White House jobs approach focused on keeping Obama employed | Bleader

White House jobs approach focused on keeping Obama employed



The White House plans to unveil new proposals for job creation in September, the New York Times said yesterday. The debate in the White House is over how ambitious those programs should be.

Chicago's own William Daley, President Obama's chief of staff, wants Obama to stay on the "pragmatic" road, according to the NYT's sources. Daley and Obama's senior adviser, David Plouffe, are counseling the president to propose ideas that can pass Congress—free trade agreements, better patent protections for inventors—"even if they may not have much economic impact," the NYT said, because they feel it makes him more electable.

Others in the administration, including Obama's chief economic adviser, Gene Sperling, favor a bolder approach: Obama should propose ideas that could significantly improve the economy—and soon—but that would require a new round of stimulus spending.

Congressional Republicans would almost certainly block anything requiring more spending. Then the lines would be clearly drawn for voters in 2012.

"So far, most signs point to a continuation of the nonconfrontational approach—better to do something than nothing—that has defined this administration," the Times said.
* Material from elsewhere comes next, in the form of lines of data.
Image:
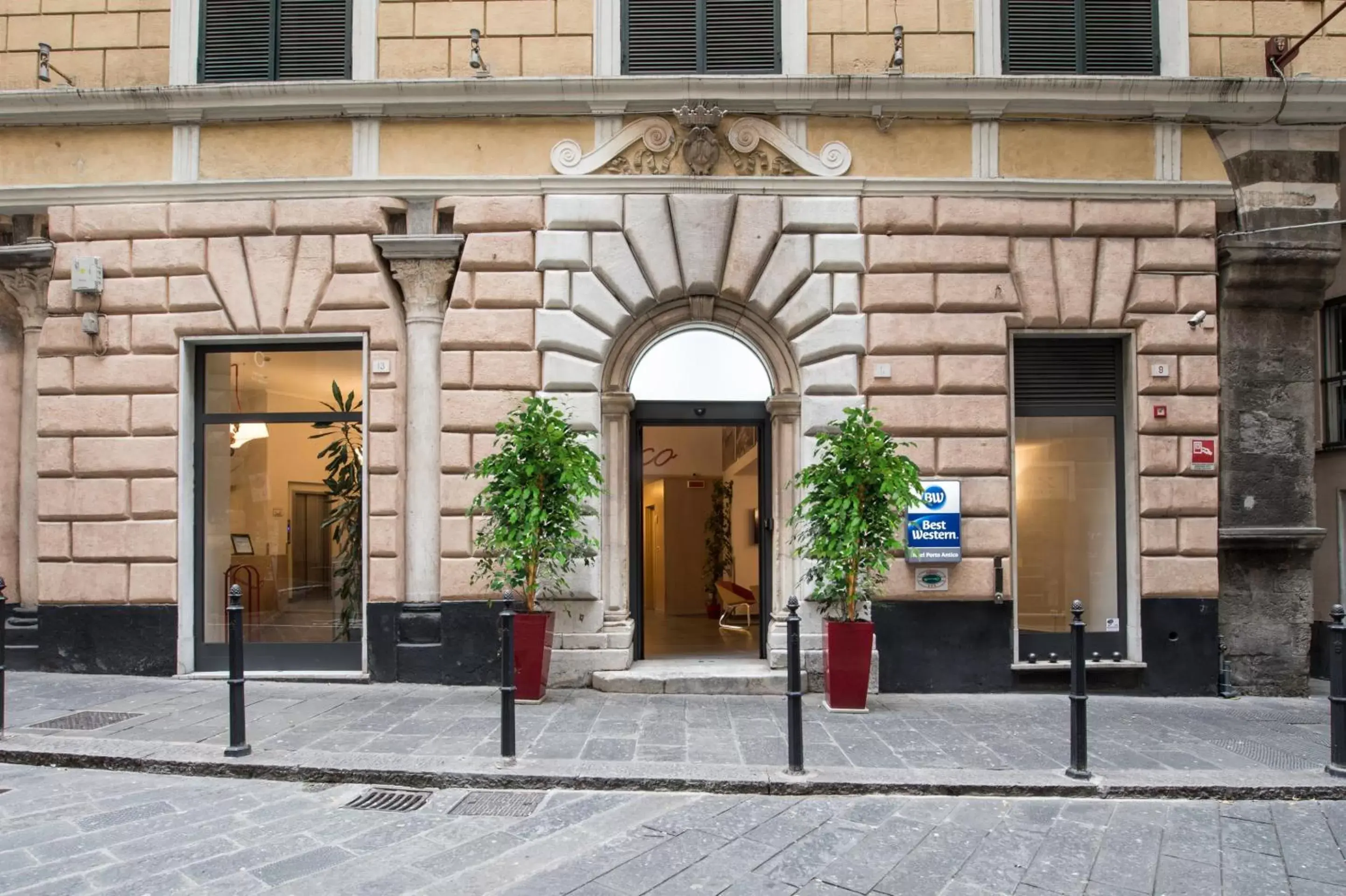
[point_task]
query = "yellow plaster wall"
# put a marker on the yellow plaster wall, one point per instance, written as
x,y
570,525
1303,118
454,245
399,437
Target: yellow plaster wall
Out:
x,y
100,43
85,155
1200,159
429,38
1077,150
275,150
492,147
855,37
908,150
1228,37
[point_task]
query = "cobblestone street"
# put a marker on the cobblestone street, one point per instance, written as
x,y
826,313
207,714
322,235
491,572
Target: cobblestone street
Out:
x,y
85,832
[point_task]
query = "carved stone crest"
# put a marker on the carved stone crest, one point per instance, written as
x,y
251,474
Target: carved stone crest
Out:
x,y
702,148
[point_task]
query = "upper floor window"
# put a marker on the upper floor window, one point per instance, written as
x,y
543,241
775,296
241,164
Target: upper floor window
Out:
x,y
1081,37
1334,373
275,40
711,37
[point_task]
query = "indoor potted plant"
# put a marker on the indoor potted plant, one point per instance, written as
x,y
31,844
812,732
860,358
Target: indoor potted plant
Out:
x,y
854,499
719,544
536,486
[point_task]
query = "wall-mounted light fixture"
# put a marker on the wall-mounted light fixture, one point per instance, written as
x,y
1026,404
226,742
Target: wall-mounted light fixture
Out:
x,y
898,61
45,66
474,57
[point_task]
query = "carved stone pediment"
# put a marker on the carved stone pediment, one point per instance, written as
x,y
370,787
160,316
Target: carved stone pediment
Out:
x,y
754,146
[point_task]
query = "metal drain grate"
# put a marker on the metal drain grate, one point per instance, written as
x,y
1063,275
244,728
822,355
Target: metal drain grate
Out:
x,y
391,799
85,720
497,802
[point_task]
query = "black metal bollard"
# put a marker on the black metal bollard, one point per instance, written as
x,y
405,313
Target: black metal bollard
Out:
x,y
5,621
237,734
793,689
1078,732
1337,696
508,677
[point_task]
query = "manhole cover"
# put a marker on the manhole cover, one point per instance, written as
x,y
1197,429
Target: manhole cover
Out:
x,y
391,799
497,802
85,720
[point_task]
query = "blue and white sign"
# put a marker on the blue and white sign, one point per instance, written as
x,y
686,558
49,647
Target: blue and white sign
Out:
x,y
935,526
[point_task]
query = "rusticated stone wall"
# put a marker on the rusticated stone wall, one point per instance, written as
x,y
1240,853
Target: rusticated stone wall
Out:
x,y
109,412
933,287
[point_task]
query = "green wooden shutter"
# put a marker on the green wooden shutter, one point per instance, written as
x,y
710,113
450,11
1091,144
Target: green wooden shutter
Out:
x,y
660,37
1120,37
742,37
1040,37
1080,37
236,41
685,37
313,41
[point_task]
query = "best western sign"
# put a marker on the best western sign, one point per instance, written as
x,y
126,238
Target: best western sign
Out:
x,y
935,526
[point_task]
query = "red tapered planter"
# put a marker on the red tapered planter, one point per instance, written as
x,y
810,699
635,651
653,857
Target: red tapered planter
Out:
x,y
532,654
846,664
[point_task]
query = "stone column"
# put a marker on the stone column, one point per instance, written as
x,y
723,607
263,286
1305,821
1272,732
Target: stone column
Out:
x,y
1271,284
28,287
424,284
615,526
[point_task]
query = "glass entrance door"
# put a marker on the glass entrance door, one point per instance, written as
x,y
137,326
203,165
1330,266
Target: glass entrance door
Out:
x,y
1068,486
279,474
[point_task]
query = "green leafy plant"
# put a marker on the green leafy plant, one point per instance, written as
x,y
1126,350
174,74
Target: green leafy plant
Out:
x,y
719,546
536,486
345,455
847,521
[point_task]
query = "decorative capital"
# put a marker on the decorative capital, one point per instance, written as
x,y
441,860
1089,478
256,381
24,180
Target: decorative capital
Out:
x,y
28,287
424,284
617,404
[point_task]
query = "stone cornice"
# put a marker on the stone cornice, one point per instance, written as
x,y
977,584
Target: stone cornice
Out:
x,y
1233,101
37,198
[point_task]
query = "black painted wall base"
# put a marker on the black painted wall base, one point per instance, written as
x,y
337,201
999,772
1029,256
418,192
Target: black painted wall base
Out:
x,y
454,642
964,646
139,639
944,646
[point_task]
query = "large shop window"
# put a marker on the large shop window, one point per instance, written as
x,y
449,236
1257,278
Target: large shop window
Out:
x,y
1069,490
1081,37
1334,373
714,37
275,41
281,504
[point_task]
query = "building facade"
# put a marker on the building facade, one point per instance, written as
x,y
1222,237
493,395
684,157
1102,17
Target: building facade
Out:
x,y
1076,264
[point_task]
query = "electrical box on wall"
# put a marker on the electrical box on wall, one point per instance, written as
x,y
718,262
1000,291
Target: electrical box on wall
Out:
x,y
86,275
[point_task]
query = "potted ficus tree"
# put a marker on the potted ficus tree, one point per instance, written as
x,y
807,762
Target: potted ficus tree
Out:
x,y
536,486
719,544
847,523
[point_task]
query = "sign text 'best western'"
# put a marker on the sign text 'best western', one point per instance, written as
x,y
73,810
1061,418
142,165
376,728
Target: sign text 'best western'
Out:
x,y
935,526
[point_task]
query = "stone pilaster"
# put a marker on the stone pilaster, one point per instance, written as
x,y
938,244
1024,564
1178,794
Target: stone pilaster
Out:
x,y
1274,272
28,287
424,284
615,526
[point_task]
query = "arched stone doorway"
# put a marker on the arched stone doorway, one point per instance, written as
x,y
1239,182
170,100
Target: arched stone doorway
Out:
x,y
775,391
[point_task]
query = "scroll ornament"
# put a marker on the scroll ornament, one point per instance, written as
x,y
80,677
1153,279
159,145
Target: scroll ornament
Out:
x,y
657,135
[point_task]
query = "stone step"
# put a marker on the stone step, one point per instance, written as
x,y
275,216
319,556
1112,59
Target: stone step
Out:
x,y
694,676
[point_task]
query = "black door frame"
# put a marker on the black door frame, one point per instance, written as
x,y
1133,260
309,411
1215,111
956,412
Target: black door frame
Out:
x,y
1101,642
259,656
699,413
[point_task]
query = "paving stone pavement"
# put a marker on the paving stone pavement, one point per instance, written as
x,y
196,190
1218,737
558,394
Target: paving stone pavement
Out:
x,y
77,832
987,732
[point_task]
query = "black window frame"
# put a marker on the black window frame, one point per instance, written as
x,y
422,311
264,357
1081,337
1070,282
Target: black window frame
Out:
x,y
266,656
1081,65
1333,329
1103,642
274,56
700,43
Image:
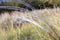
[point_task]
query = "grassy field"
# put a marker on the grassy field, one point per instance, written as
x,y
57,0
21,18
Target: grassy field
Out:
x,y
32,25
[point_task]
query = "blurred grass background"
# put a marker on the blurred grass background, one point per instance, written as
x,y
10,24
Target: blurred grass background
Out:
x,y
49,19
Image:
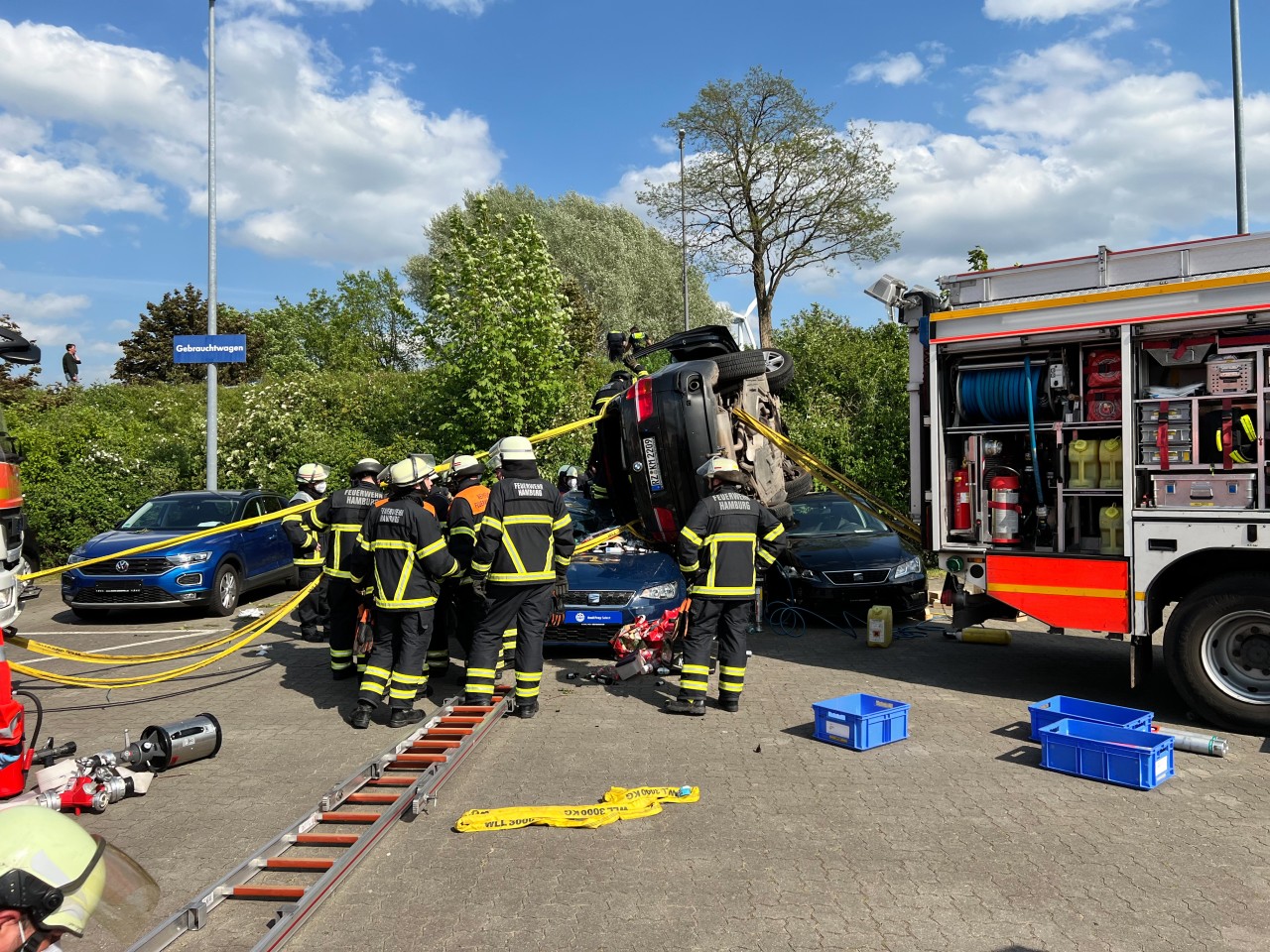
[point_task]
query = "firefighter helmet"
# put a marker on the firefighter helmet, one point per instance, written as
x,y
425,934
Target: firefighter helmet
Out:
x,y
409,472
365,467
312,472
516,448
717,467
60,875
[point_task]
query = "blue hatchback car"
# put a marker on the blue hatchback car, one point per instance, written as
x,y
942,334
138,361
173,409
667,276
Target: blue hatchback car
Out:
x,y
212,571
613,584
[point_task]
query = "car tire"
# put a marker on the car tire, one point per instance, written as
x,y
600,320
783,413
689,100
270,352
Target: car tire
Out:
x,y
780,368
226,590
799,486
1206,649
743,365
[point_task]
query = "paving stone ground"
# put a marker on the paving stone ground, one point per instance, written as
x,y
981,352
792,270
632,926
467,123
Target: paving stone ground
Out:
x,y
952,839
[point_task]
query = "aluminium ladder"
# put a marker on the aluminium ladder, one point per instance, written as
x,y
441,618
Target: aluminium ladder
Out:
x,y
402,780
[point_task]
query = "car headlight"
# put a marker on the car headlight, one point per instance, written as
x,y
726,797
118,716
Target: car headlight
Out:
x,y
190,557
913,566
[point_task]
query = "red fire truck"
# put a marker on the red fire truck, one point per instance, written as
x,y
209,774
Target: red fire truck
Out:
x,y
1087,449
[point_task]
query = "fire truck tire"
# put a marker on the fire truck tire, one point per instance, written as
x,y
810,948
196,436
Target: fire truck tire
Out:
x,y
1216,647
733,368
226,589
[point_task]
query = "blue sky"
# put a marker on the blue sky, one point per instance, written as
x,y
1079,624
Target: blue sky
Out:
x,y
1038,128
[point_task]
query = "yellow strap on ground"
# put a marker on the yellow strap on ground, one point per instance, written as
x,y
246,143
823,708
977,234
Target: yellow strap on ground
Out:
x,y
241,638
842,485
171,542
619,803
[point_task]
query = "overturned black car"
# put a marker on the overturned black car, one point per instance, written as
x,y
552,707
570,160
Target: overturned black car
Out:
x,y
659,429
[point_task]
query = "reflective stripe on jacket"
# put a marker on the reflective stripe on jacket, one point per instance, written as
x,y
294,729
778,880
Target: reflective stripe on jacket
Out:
x,y
305,537
526,535
402,543
721,539
341,515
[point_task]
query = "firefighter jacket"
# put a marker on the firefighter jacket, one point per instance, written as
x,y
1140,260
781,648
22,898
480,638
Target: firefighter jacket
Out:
x,y
341,515
526,535
402,544
465,516
303,534
722,539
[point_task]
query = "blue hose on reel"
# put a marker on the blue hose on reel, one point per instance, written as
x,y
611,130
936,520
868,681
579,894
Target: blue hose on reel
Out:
x,y
1000,397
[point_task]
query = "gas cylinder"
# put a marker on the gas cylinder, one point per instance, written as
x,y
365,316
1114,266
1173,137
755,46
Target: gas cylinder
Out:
x,y
1082,463
960,499
1111,463
1003,502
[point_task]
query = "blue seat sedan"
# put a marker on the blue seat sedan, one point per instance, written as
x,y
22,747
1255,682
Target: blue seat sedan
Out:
x,y
613,584
212,571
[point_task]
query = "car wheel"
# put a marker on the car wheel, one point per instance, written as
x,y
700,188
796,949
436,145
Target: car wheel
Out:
x,y
799,486
226,589
1216,648
780,368
733,368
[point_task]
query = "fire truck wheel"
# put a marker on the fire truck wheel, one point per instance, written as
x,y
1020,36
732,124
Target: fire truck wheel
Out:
x,y
1216,647
225,590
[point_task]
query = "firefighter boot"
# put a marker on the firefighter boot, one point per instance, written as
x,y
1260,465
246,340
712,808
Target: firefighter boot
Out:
x,y
361,717
404,717
688,705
The NYT story "provides confirmation that politics is driving economic policy in the Obama administration—and driving it in the wrong direction," John Cassidy observed in his New Yorker blog yesterday ("Wrong-Way Corrigans in Charge at White House").

"Even after the recent sell-off on Wall Street, the political geniuses at the White House don’t want the President to push for something that might actually give the economy a boost before next year’s election," Cassidy wrote, "because it would involve taking on the Republicans, and voters don’t like political strife." Those political "geniuses" don't seem to be doing so well, Cassidy said; the President's job disapproval ratings have climbed over 50 percent, and historically, anything over 40 percent has been "generally considered terminal," he noted.

Cassidy had already described, in the current New Yorker, what a bolder jobs approach might include: investment in infrastructure projects, a national community service program, and a version of a job-sharing program used in Germany (in which big employers trim some workers' hours instead of laying more workers off, and the government helps make up the pay difference). "Most of these things would involve the federal government's borrowing and spending more money," Cassidy wrote, "but that, of course, is what governments are supposed to do in an economic downturn."